Como a água em sachê virou um suporte vital

Lagos é uma megacidade costeira em rápido crescimento onde a água pública de torneira frequentemente não chega às residências ou é pouco confiável. Como resultado, muitos moradores dependem de água subterrânea de poços e de água engarrafada produzida por empresas privadas. A água em sachê, vendida em embalagens plásticas de meio litro, é especialmente popular por ser barata e fácil de transportar. Agências nacionais e internacionais estabeleceram padrões de segurança para água potável, mas na prática as verificações rotineiras do que realmente sai dos sachês são limitadas.
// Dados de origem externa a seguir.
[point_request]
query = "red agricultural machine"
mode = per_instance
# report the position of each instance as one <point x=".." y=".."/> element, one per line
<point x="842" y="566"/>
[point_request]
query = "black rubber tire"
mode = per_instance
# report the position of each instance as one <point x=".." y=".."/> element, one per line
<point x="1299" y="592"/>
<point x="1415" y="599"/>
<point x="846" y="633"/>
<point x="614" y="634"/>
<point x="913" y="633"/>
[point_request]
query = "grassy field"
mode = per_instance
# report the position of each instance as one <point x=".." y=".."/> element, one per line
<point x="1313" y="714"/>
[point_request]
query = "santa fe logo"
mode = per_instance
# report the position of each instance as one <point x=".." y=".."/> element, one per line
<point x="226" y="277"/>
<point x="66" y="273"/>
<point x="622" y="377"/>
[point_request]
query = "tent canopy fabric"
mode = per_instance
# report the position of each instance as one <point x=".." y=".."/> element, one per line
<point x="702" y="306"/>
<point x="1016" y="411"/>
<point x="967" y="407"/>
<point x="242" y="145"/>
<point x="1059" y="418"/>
Este estudo se propôs a medir os níveis de metais na água em sachê em todos os três distritos senatorias de Lagos e avaliar quão bem os rótulos e regulamentos estão sendo cumpridos.

O que os pesquisadores testaram

A equipe coletou 29 marcas diferentes de água em sachê nas 20 áreas de governo local do Estado de Lagos, escolhendo empresas registradas na agência nacional de alimentos e medicamentos. No laboratório, eles primeiro examinaram a embalagem. Todas as amostras exibiam nome da marca, endereço da fábrica e número de registro, o que pode transmitir sensação de confiança aos compradores. Porém, nenhum dos sachês listava número de lote, data de produção, data de validade ou a composição mineral detalhada. A água em si parecia clara, incolor e livre de detritos visíveis. O teste real veio do uso de um instrumento sensível capaz de detectar metais em concentrações mínimas, permitindo aos pesquisadores medir substâncias como chumbo, arsênio, mercúrio, urânio e vários minerais essenciais.
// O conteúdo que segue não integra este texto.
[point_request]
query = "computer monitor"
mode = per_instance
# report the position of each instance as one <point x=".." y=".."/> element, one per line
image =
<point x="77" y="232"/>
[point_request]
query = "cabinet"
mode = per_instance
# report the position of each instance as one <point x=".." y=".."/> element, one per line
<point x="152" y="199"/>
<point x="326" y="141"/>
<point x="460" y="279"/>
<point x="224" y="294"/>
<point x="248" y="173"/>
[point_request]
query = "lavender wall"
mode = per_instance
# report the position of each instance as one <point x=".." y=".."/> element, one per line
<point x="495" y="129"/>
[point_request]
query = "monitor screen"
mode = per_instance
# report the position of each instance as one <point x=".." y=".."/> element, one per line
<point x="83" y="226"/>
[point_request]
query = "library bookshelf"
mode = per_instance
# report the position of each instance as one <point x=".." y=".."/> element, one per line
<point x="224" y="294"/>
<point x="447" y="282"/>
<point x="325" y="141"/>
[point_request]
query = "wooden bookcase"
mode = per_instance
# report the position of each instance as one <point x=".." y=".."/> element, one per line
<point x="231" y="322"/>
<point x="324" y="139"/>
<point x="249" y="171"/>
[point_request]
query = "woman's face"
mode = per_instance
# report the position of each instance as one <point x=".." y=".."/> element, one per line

O que foi encontrado na água

A boa notícia é que muitos metais medidos estavam dentro dos limites de segurança aceitos. Elementos como cobre, zinco, ferro, manganês, níquel, cálcio, sódio, potássio, magnésio, prata, cloreto e cádmio ficaram abaixo dos valores orientadores estabelecidos pela Organização Mundial da Saúde e pelas normas nigerianas. No entanto, vários metais tóxicos mostraram um quadro diferente. Os níveis de chumbo estiveram acima do limite recomendado em cerca de dois terços das marcas de sachê testadas. Mais da metade das amostras continha arsênio em excesso, e quase uma em cada cinco ultrapassou a diretriz para urânio. Mercúrio foi raramente detectado, mas uma marca apresentou concentração acima do permitido. Esses metais provavelmente se originam de fontes subterrâneas naturais e de atividades humanas, como indústria, descarte de resíduos e corrosão de equipamentos. Os pesquisadores também observaram que os padrões de contaminação variaram por Lagos, com a parte leste do estado apresentando a maior proporção de amostras inseguras para vários desses metais.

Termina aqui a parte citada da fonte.